I needed time to mourn that never came, that period of solitary reflection that I had to deny myself to keep things right for others.

We need time to grieve on our own terms without taking away the heavy weights that will in time transform as balance for the two wonderful stockpiles of compassion and wisdom. Perhaps it is looked on as a weakness, selfish of character or as a failure of practice. But from my point of view, it is a necessary part of a very human existence, an experience that opens an understanding of compassion, mature growth, and enhances depth and humility.

It is easy to feel pushed if one doesn't understand the needs of others... my family needed me to be strong for them at an expense they couldn't understand at the time.My sister told me during the estate sale that I "needed to let go" like she and my brother did. What she didn't understand was I gave them room to release their sadness while carrying the weight for them and my mother... I finally got mine a couple months later at his gravesite, by myself, on my own terms.

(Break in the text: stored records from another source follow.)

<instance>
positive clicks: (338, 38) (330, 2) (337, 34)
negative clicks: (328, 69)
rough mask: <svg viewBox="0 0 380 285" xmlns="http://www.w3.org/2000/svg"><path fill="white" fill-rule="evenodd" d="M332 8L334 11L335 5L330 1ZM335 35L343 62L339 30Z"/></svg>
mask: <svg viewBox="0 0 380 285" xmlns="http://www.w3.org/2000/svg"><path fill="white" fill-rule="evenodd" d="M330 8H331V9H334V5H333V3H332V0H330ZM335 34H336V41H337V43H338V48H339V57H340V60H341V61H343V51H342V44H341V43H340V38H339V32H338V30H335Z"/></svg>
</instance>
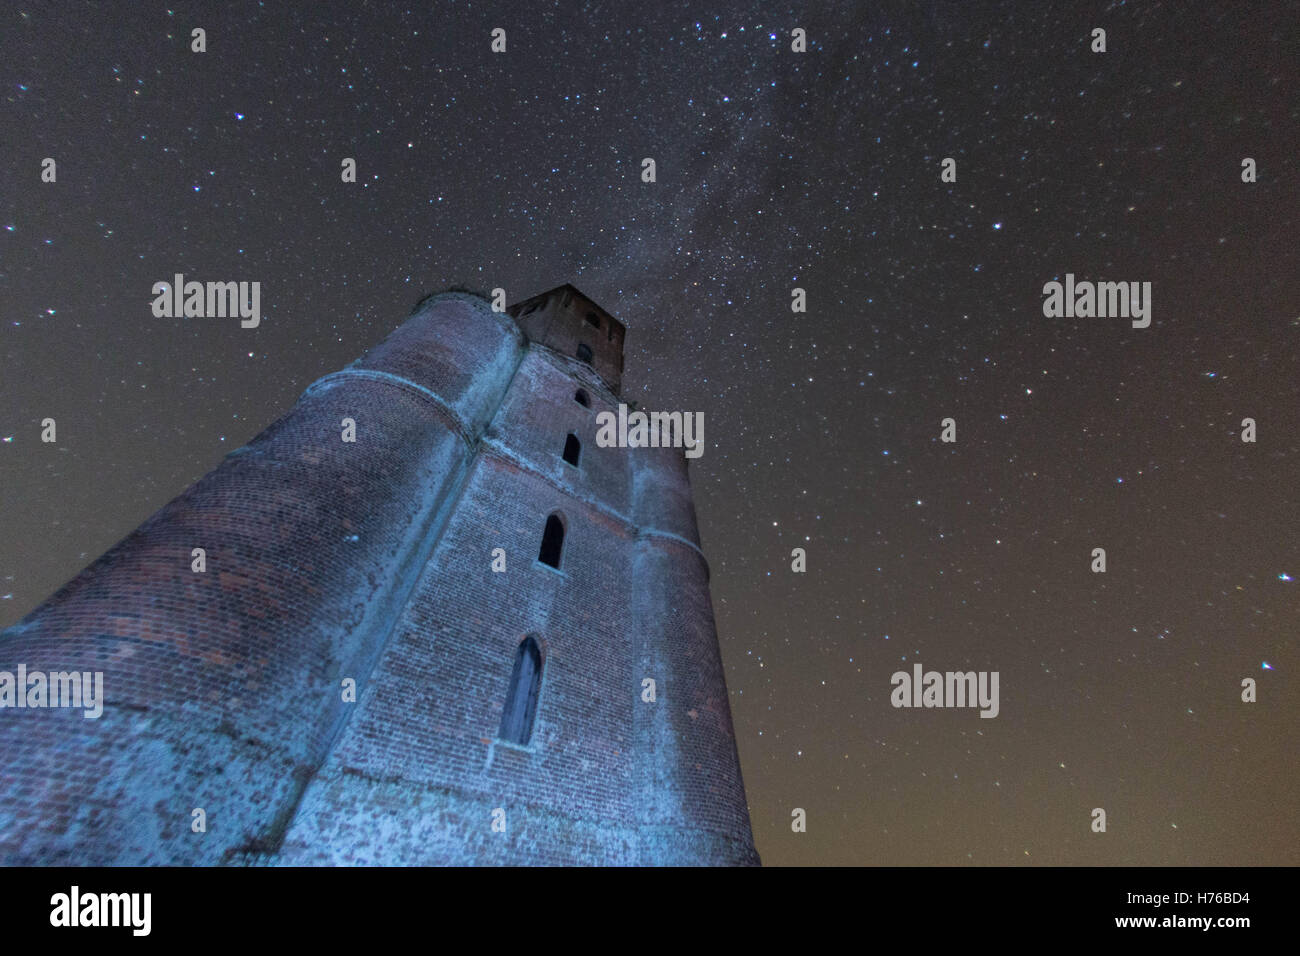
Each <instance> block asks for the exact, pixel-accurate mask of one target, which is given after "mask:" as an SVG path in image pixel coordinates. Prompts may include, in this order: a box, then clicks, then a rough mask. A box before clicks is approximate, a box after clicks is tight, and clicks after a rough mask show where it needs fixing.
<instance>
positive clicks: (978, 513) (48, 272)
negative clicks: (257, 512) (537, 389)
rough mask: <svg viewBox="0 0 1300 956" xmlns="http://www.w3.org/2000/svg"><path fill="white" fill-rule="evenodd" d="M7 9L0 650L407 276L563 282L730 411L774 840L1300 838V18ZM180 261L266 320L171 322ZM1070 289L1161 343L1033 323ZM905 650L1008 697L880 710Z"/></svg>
mask: <svg viewBox="0 0 1300 956" xmlns="http://www.w3.org/2000/svg"><path fill="white" fill-rule="evenodd" d="M1221 8H1223V9H1226V10H1229V12H1227V13H1225V12H1222V10H1221ZM718 9H725V13H722V14H718V13H715V10H718ZM706 10H708V12H707V13H706ZM0 17H3V18H0V320H3V321H0V355H3V364H0V438H3V444H0V499H3V505H0V509H3V510H0V518H3V525H4V535H3V536H0V626H8V624H10V623H13V622H16V620H17V619H18V618H19V617H22V615H23V614H26V613H27V611H29V610H31V609H32V607H34V606H35V605H36V604H39V602H40V601H43V600H44V598H45V597H48V596H49V594H51V593H52V592H53V591H55V589H56V588H57V587H59V585H61V584H62V583H64V581H65V580H68V579H69V578H72V576H73V575H75V574H77V572H78V571H79V570H81V568H82V567H85V566H86V564H87V563H88V562H91V561H92V559H94V558H96V557H98V555H99V554H101V553H103V551H104V550H107V549H108V548H109V546H112V545H113V544H114V542H116V541H118V540H120V538H121V537H122V536H125V535H126V533H129V532H130V531H131V529H134V528H135V527H136V525H138V524H139V523H140V522H142V520H143V519H144V518H147V516H148V515H149V514H152V512H153V511H155V510H157V509H159V507H160V506H162V505H164V503H166V502H168V501H169V499H172V498H173V497H174V496H177V494H178V493H179V492H181V490H183V489H185V488H186V486H187V485H188V484H191V483H192V481H194V480H196V479H198V477H200V476H201V475H203V473H205V472H207V471H209V470H211V468H213V467H214V466H216V464H217V463H218V462H220V460H221V458H222V457H224V455H225V454H226V453H227V451H230V450H231V449H234V447H237V446H239V445H242V444H244V442H246V441H248V440H250V438H251V437H252V436H253V434H256V433H257V432H260V431H261V429H263V428H264V427H265V425H268V424H269V423H270V421H273V420H274V419H276V418H278V416H279V415H281V414H283V412H285V411H286V410H287V408H289V407H290V406H291V405H292V403H294V401H295V399H296V398H298V395H299V394H300V393H302V390H303V389H304V388H305V386H307V385H308V384H309V382H311V381H313V380H315V378H317V377H320V376H322V375H326V373H328V372H331V371H334V369H338V368H342V367H343V365H346V364H347V363H350V362H351V360H352V359H355V358H356V356H359V355H360V354H361V352H363V351H364V350H365V349H368V347H370V346H373V345H376V343H377V342H378V341H380V339H381V338H382V337H383V336H386V334H387V333H389V332H390V330H391V329H393V328H395V326H396V325H398V324H400V321H402V320H403V319H404V317H406V315H407V312H408V311H409V308H411V306H412V304H413V303H415V302H416V300H417V299H419V298H420V297H421V295H422V294H425V293H429V291H435V290H441V289H446V287H447V286H451V285H459V286H465V287H471V289H481V290H485V291H486V290H490V289H493V287H498V286H499V287H504V289H506V290H507V294H508V299H510V300H511V302H516V300H520V299H523V298H526V297H529V295H533V294H536V293H538V291H542V290H545V289H550V287H552V286H556V285H560V284H563V282H573V284H575V285H576V286H578V287H580V289H581V290H582V291H585V293H586V294H589V295H590V297H591V298H593V299H595V300H597V302H599V303H601V304H602V306H604V307H606V308H607V310H610V311H611V312H612V313H614V315H616V316H617V317H619V319H620V320H621V321H624V323H625V324H627V325H628V328H629V332H628V351H627V356H625V363H627V373H625V380H624V395H625V398H628V399H636V401H637V402H640V403H641V407H642V408H655V410H658V408H663V410H690V411H702V412H703V414H705V420H706V432H705V434H706V444H707V447H706V451H705V454H703V457H702V458H701V459H698V460H695V462H693V463H692V480H693V485H694V492H695V506H697V511H698V516H699V525H701V536H702V538H703V548H705V553H706V554H707V557H708V559H710V563H711V567H712V596H714V605H715V611H716V617H718V630H719V640H720V645H722V653H723V658H724V662H725V671H727V680H728V687H729V691H731V704H732V710H733V717H735V726H736V735H737V743H738V748H740V757H741V765H742V770H744V777H745V784H746V788H748V793H749V800H750V809H751V818H753V826H754V836H755V840H757V844H758V849H759V852H761V855H762V857H763V861H764V864H767V865H783V864H836V865H840V864H976V865H987V864H995V865H1005V864H1024V865H1035V864H1087V865H1096V864H1296V862H1300V849H1297V847H1300V826H1297V822H1296V821H1297V812H1300V800H1297V792H1300V788H1297V784H1296V777H1297V758H1296V754H1297V744H1296V724H1297V721H1296V715H1297V714H1300V695H1297V691H1296V680H1295V678H1294V676H1292V674H1295V672H1296V671H1297V669H1300V657H1297V650H1300V648H1297V640H1296V622H1297V619H1300V550H1297V532H1300V438H1297V434H1300V252H1297V242H1300V189H1297V186H1296V183H1297V176H1300V170H1297V168H1296V147H1297V137H1296V130H1297V121H1300V96H1297V79H1300V75H1297V74H1300V68H1297V62H1300V44H1297V23H1300V5H1297V4H1286V3H1270V4H1257V5H1244V4H1243V5H1238V4H1232V5H1225V4H1184V3H1175V4H1160V3H1140V4H1126V3H1063V4H1048V3H1022V4H1006V5H992V4H980V3H962V4H939V3H935V4H928V3H927V4H922V3H917V4H907V5H901V4H879V3H870V4H868V3H855V4H820V3H819V4H809V5H806V7H805V5H777V4H742V3H733V4H707V5H706V4H699V5H694V7H686V5H677V4H666V3H664V4H660V3H654V4H642V3H637V4H633V3H602V4H588V5H580V4H569V3H564V4H555V5H552V4H542V3H516V4H507V3H490V4H446V5H443V4H412V5H409V8H407V7H406V5H403V4H396V3H393V4H389V3H373V4H355V3H316V4H309V5H308V4H296V5H291V4H266V5H265V7H263V5H260V4H216V5H213V4H196V3H195V4H175V5H172V7H166V5H161V4H152V3H120V4H72V3H31V4H23V3H10V4H6V5H5V9H4V12H3V14H0ZM194 27H203V29H204V30H205V31H207V52H205V53H194V52H191V51H190V31H191V29H194ZM494 27H502V29H504V30H506V31H507V52H506V53H499V55H498V53H493V52H491V51H490V31H491V30H493V29H494ZM794 27H802V29H805V30H806V31H807V38H809V49H807V52H805V53H796V52H793V51H792V49H790V31H792V30H793V29H794ZM1095 27H1102V29H1105V30H1106V47H1108V52H1105V53H1093V52H1092V51H1091V49H1089V46H1091V42H1092V36H1091V34H1092V30H1093V29H1095ZM47 156H48V157H53V159H55V160H56V163H57V182H55V183H43V182H42V181H40V164H42V160H43V159H44V157H47ZM348 156H351V157H355V159H356V161H357V182H356V183H343V182H341V161H342V160H343V157H348ZM643 157H653V159H654V160H655V163H656V177H658V178H656V182H654V183H646V182H642V181H641V160H642V159H643ZM944 157H953V159H956V160H957V182H943V181H941V178H940V173H941V168H940V163H941V160H943V159H944ZM1244 157H1252V159H1253V160H1255V161H1256V164H1257V177H1258V181H1257V182H1253V183H1244V182H1243V181H1242V160H1243V159H1244ZM177 272H181V273H185V274H186V277H187V278H195V280H199V281H209V280H212V281H217V280H221V281H226V280H230V281H259V282H261V315H263V317H261V325H260V326H259V328H256V329H242V328H239V320H238V319H156V317H155V316H153V315H152V312H151V308H149V302H151V299H152V293H151V289H152V285H153V284H155V282H157V281H170V280H172V277H173V274H174V273H177ZM1066 273H1074V276H1075V277H1076V278H1078V280H1092V281H1097V280H1122V281H1139V282H1140V281H1149V282H1152V286H1153V293H1152V323H1151V326H1149V328H1147V329H1135V328H1132V326H1131V323H1130V321H1128V320H1127V319H1123V317H1105V319H1102V317H1058V319H1049V317H1045V316H1044V313H1043V299H1044V297H1043V285H1044V284H1045V282H1048V281H1052V280H1063V278H1065V274H1066ZM794 287H801V289H805V290H806V293H807V312H806V313H796V312H792V308H790V302H792V299H790V290H792V289H794ZM47 416H48V418H53V419H56V421H57V442H56V444H42V441H40V421H42V419H44V418H47ZM949 416H950V418H953V419H956V423H957V441H956V444H944V442H941V441H940V431H941V427H940V421H941V420H943V419H944V418H949ZM1244 418H1253V419H1255V420H1256V421H1257V429H1258V441H1257V442H1255V444H1245V442H1243V441H1242V437H1240V434H1242V420H1243V419H1244ZM797 546H798V548H805V549H806V551H807V572H806V574H794V572H792V568H790V551H792V549H793V548H797ZM1095 548H1104V549H1105V550H1106V558H1108V570H1106V572H1105V574H1093V572H1092V571H1091V563H1092V549H1095ZM915 662H920V663H923V665H924V667H926V670H939V671H948V670H963V671H965V670H976V671H980V670H985V671H998V674H1000V714H998V717H997V718H996V719H982V718H980V717H979V714H978V711H976V710H972V709H896V708H893V706H891V702H889V696H891V691H892V685H891V675H892V674H893V672H894V671H897V670H906V671H909V672H910V670H911V667H913V665H914V663H915ZM1244 678H1255V679H1256V680H1257V682H1258V689H1257V693H1258V701H1257V702H1255V704H1245V702H1243V701H1242V698H1240V695H1242V680H1243V679H1244ZM794 808H803V809H805V810H806V813H807V832H802V834H800V832H793V831H792V827H790V812H792V809H794ZM1093 808H1104V809H1105V810H1106V814H1108V830H1106V832H1105V834H1096V832H1092V830H1091V825H1092V816H1091V814H1092V809H1093ZM1225 888H1226V887H1225Z"/></svg>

Whatever conflict we feel, loss of someone we love deeply is a personal experience we don't always care to share the same way. I agree with Gus they may need you, or it may be the case they presume you need them as we often give the compassion we want, at times in error with misunderstanding or assumption, a landscape that is so varied that it can only be uniquely discovered through our most intimate experience. 

May you find the peace and understanding you need for calm in this time of facing humanity in it's fullest...


----------